CaMKIV Enhances hnRNP L Phosphorylation and Its Binding to CaRRE1
To determine how hnRNP L is regulated by CaMKIV, we examined both the protein expression levels and phosphorylation of hnRNP L. No significant changes in the hnRNP L total protein level by depolarization or CaMKIV were observed in GH3 cells or HEK293T cells, respectively. However, a consistent change in hnRNP L binding to CaRRE1 and its phosphorylation with CaMKIV expression was observed ().

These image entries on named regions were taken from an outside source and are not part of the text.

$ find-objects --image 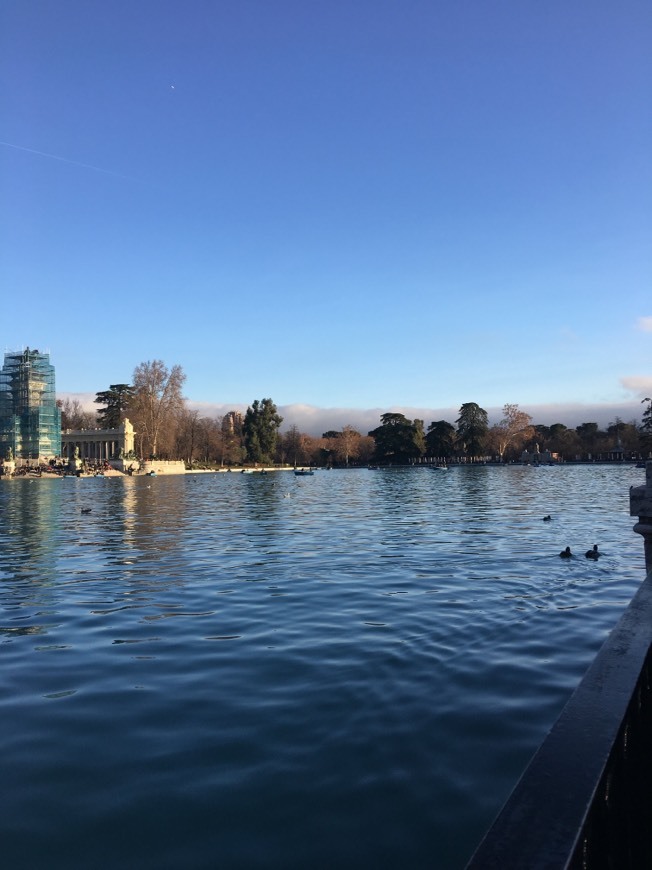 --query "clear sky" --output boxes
[0,0,652,428]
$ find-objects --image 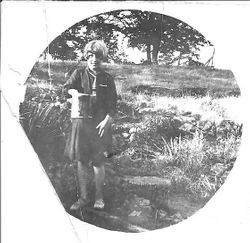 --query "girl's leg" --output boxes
[77,161,89,200]
[70,161,90,210]
[94,164,105,208]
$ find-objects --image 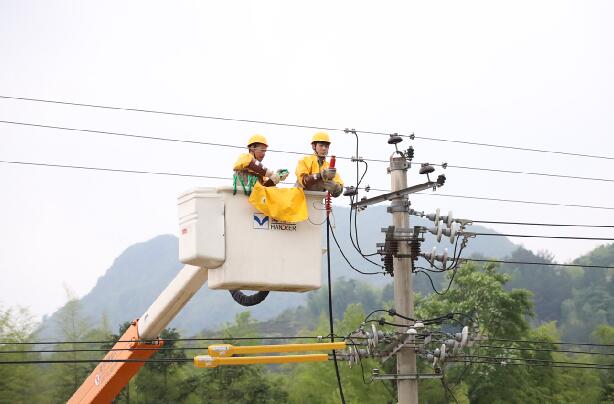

hnRNP L is a phosphoprotein with its CaRER1 binding activity regulated by CaMKIV and sensitive to treatment with phosphatases
We first examined the binding of endogenous hnRNP L to CaRRE1 with expressed CaMKIVm or CaMKIV in UV cross-linking assays (). Relative to the cross-linked PTB and the corresponding protein levels in the same gels, the hnRNP L binding to CaRRE1 in CaMKIV-expressed cells was increased about 30% without an apparent change in total protein level.
We next in vivo labeled hnRNP L-FLAG with [32P]-orthophosphoric acid in HEK293T cells and immunoprecipitated it to examine its phosphorylation levels in response to CaMKIV expression (). The total hnRNP L-FLAG protein signal in the Western blot was increased about four times by CaMKIV, likely due to CaMKIV enhancement of this exogenous gene expression through its CMV promoter in the vector; however, the 32P phosphorylation signal was increased about eight times in the same gel. Therefore, relative to its total protein signal, the level of hnRNP L-FLAG phosphorylation was doubled by the expressed CaMKIV.
To determine whether the hnRNP L phosphorylation in CaMKIV-expressed cells is critical for its binding to the CaRRE1, the HEK293T cell nuclear extract containing coexpressed hnRNP L-FLAG was pretreated with λ-protein phosphatase or calf intestinal alkaline phosphatase, and hnRNP L binding to CaRRE1 was examined with UV cross-linking and/or immunoprecipitation (). Relative to the loaded protein levels of the same gels/lanes, hnRNP L-FLAG binding to CaRRE1 was reduced ~30% by either λ-protein phosphatase or calf intestinal alkaline phosphatase treatment. Therefore, the hnRNP L-FLAG binding to CaRRE1 was sensitive to dephosphorylation by phosphatases. Collectively these data support that hnRNP L binding to the CaRRE1 can be regulated by CaMKIV through phosphorylation. Taken together with the above evidence, we conclude that hnRNP L is an essential component in CaMKIV-regulated alternative splicing through CA repeats.